Coles Web Scraper Breakdown: 6 Powerful Strategies I Used in My Capstone Project for Scraping Pricing Data

An end-to-end breakdown of how I successfully built a Coles Web Scraper to scrape pricing data of Coles across all categories for my academic capstone project which involved navigating anti-bot mechanisms like Incapsula with rotating proxies, human-like behavior simulation, API-oriented data parsing, and smart session control.

This blog is written solely for educational purposes, to share my personal experience and technical learnings from a postgraduate capstone project conducted at an Australian university. It documents my exploration of publicly visible web structures to understand how dynamic product pricing is rendered on retail websites like Coles.com.au.

The techniques discussed are not intended for misuse, unauthorized automation, or commercial scraping.
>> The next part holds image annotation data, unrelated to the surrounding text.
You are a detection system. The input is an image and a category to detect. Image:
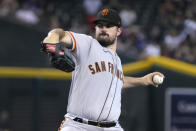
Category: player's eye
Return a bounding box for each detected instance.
[97,23,114,28]
[105,24,114,28]
[97,23,103,28]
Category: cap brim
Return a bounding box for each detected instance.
[93,19,118,26]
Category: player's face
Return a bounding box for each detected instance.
[95,21,121,47]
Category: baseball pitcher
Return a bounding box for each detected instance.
[42,9,164,131]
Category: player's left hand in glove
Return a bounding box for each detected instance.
[40,42,75,72]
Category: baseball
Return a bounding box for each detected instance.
[153,75,163,85]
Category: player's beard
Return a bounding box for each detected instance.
[96,32,116,47]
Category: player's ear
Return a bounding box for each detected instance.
[117,27,122,36]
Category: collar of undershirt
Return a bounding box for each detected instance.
[103,47,118,57]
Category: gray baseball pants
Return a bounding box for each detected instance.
[59,118,123,131]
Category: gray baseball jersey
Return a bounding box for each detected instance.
[63,32,123,121]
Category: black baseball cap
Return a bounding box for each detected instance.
[93,8,121,27]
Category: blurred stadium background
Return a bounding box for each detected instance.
[0,0,196,131]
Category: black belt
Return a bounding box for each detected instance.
[73,117,116,127]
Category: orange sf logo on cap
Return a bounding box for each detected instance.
[102,9,109,16]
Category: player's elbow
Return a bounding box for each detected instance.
[48,28,65,37]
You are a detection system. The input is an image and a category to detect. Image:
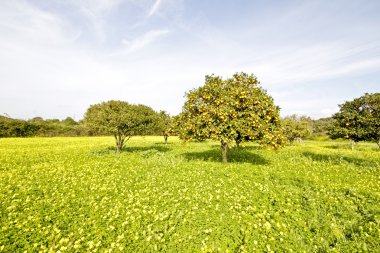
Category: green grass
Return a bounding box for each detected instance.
[0,137,380,252]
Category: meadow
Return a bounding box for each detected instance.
[0,137,380,252]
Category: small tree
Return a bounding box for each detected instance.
[157,111,173,144]
[84,100,156,152]
[329,93,380,148]
[282,114,312,143]
[176,73,284,162]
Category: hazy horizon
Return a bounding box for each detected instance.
[0,0,380,120]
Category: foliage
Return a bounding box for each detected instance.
[0,116,38,137]
[313,117,334,136]
[84,100,157,152]
[282,114,313,142]
[177,73,284,162]
[0,137,380,252]
[330,93,380,147]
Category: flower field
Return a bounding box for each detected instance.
[0,137,380,252]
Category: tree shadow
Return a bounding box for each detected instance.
[302,151,379,167]
[183,146,270,165]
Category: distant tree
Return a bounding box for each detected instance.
[0,116,38,137]
[29,117,44,122]
[282,114,312,143]
[176,73,284,162]
[84,100,157,152]
[62,117,78,126]
[313,117,334,136]
[329,93,380,148]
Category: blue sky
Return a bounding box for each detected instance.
[0,0,380,120]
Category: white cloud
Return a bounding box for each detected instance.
[122,30,169,54]
[148,0,161,17]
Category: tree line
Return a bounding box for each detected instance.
[0,73,380,162]
[0,109,171,138]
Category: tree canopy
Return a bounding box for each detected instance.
[176,73,284,162]
[282,114,313,142]
[84,100,157,152]
[329,93,380,147]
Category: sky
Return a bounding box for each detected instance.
[0,0,380,120]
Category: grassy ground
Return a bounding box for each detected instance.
[0,137,380,252]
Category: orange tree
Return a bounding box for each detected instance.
[329,93,380,148]
[176,73,285,162]
[84,100,158,152]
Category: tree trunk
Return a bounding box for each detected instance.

All scraping was conducted ethically, with respect to Coles’ system integrity, robots.txt directives, and Terms & Conditions. No private APIs, authentication systems, or secured endpoints were accessed or bypassed. No scraped data is shared or redistributed. The sole purpose of this blog is to showcase technical expertise in web automation and reflect on responsible web data access in an academic context.

Coles is a registered trademark of Coles Group Limited. This blog is independently written and is not affiliated with or endorsed by Coles Group Limited.

Ethics Comes First: Foundation of My Scraping Journey

Before diving into code or scraping techniques, I focused on understanding the legal and ethical framework of the task. This project was part of my university capstone, where the objective was to gather real-time pricing data from Australian supermarkets like Coles and Woolworths to build a price comparison dataset for analysis.

Web scraping offers immense analytical potential but without ethical consideration, it can easily cross into unauthorized territory. Ignoring a site’s terms, overwhelming servers, or accessing private data can result in legal consequences, blocked IPs, or even damage to your reputation as a developer. Scraping data from modern e-commerce platforms is no longer as simple as sending requests and parsing HTML. Especially with retailers like Coles, who implement sophisticated modern web application firewalls like Incapsula to actively detect and deter bots. I wanted to approach this challenge ethically, stealthily, and scalably by respecting both the site’s functionality and considering project requirements.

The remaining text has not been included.